What would they say if I said, “No, my wife packed it”? Would they rip it apart in search of bombs? Would they take me to one side and strip-search me? Would they ban me altogether from the flight? Obviously I wouldn’t dare risk a joke with these harridans.
I once resisted a surcharge imposed because my single case was too heavy though, as it contained clothes for two people, it was way below our combined allowance.
After being threatened with arrest I was forced to go and buy a new case, rearrange the luggage, and go to the back of the queue. It might have been cheaper to cough up in the first place.
Then there’s security, immigration and passport control. They are often quite pleasant people who are only doing their job. We all want safe flights. But it’s more queues.
You have to remove most of your clothes – including your shoes, which means remembering to put on socks without holes.

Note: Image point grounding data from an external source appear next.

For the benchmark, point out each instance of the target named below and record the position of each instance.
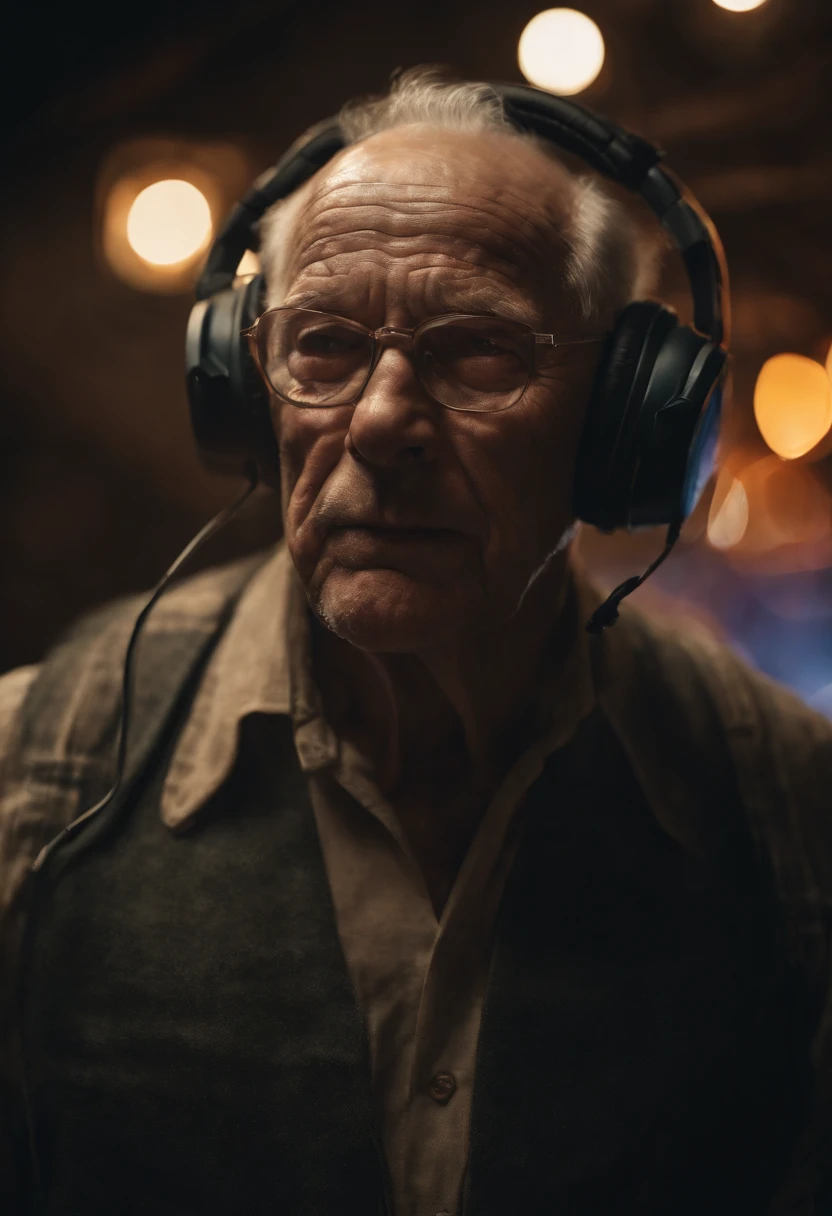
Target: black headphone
(650, 437)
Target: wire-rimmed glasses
(462, 361)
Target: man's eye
(485, 347)
(325, 343)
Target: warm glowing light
(561, 50)
(169, 221)
(249, 264)
(738, 5)
(793, 405)
(729, 519)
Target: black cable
(607, 614)
(128, 677)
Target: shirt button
(443, 1087)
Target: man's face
(414, 525)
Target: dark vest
(194, 1047)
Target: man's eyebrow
(487, 302)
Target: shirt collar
(263, 665)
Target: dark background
(100, 485)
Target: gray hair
(608, 262)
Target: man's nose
(395, 422)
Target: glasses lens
(313, 358)
(476, 362)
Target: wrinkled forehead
(483, 200)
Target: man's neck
(456, 714)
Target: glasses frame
(405, 339)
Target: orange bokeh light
(793, 405)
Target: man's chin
(384, 611)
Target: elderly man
(421, 900)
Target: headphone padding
(602, 478)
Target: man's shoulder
(74, 692)
(695, 668)
(704, 711)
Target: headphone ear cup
(228, 400)
(605, 471)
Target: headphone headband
(620, 156)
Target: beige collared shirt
(419, 980)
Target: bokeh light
(249, 264)
(793, 405)
(561, 50)
(740, 5)
(169, 221)
(728, 519)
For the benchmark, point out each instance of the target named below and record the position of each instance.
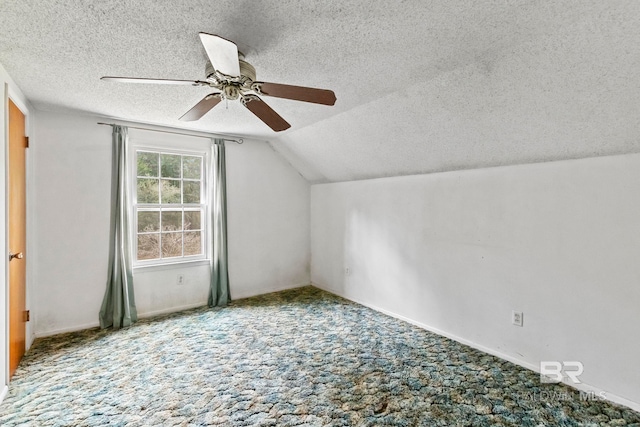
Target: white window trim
(173, 144)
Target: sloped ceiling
(421, 86)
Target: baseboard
(146, 315)
(3, 393)
(595, 391)
(65, 330)
(143, 315)
(263, 291)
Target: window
(169, 206)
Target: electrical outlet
(517, 318)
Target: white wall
(9, 90)
(268, 222)
(457, 252)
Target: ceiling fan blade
(298, 93)
(265, 113)
(202, 107)
(222, 53)
(153, 81)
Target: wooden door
(17, 237)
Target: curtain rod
(237, 141)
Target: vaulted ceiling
(422, 86)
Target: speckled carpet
(295, 358)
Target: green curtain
(219, 290)
(118, 306)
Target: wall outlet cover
(517, 318)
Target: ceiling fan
(234, 78)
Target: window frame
(176, 147)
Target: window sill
(170, 266)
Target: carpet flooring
(301, 357)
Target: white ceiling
(421, 86)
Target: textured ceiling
(421, 86)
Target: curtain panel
(219, 290)
(118, 306)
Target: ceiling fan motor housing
(247, 72)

They rifle through your hand luggage throwing out any bottled water you may have because the airport wants to sell its their own at excessive prices once you’ve made it into the shopping mall known as the departure lounge.
Here, you while away the hours waiting for your flight to be called. There’s nowhere comfortable to sit unless you go to one of the many food and drink outlets and blow the holiday money on a couple of cappuccinos and a croissant.
Finally you get to departure gate 273 by traipsing down endless corridors where the travelators don’t work. And you sit. Usually on the floor because the 100 seats available for the 350 passengers are all taken.
At this point you might pluck up the courage to ask one of the BA staff why the flight is two hours late so far and when they think they might deign to take off.
They order you, in not very polite terms, to go away and mind your own business. As soon as they have some information to impart, they will let you know.
Finally you queue again to have your boarding card and ticket checked. At length, you’re allowed onto the plane.
The cabin crew look on disdainfully as you turn right into the cheap seats and struggle to squeeze yourself in beside the fat bloke in the aisle seat who is your companion for the next four hours.
You can’t sleep because the seats are too uncomfortable so you let yourself graze on the disgusting food all the time knowing the plastic trays themselves would be more nutritious.
And all of this takes place as you check out your fellow passengers to identify the terrorist and remember those stories, real and fictional, about planes plunging from the skies.
A strike is the best service BA could offer its customers. That way, we can book to go somewhere exotic and enjoy a fantasy holiday without enduring the grim reality of having to go through with it.
Robert Louis Stevenson once said “to travel hopefully is a better thing than to arrive”. Obviously he’d never flown.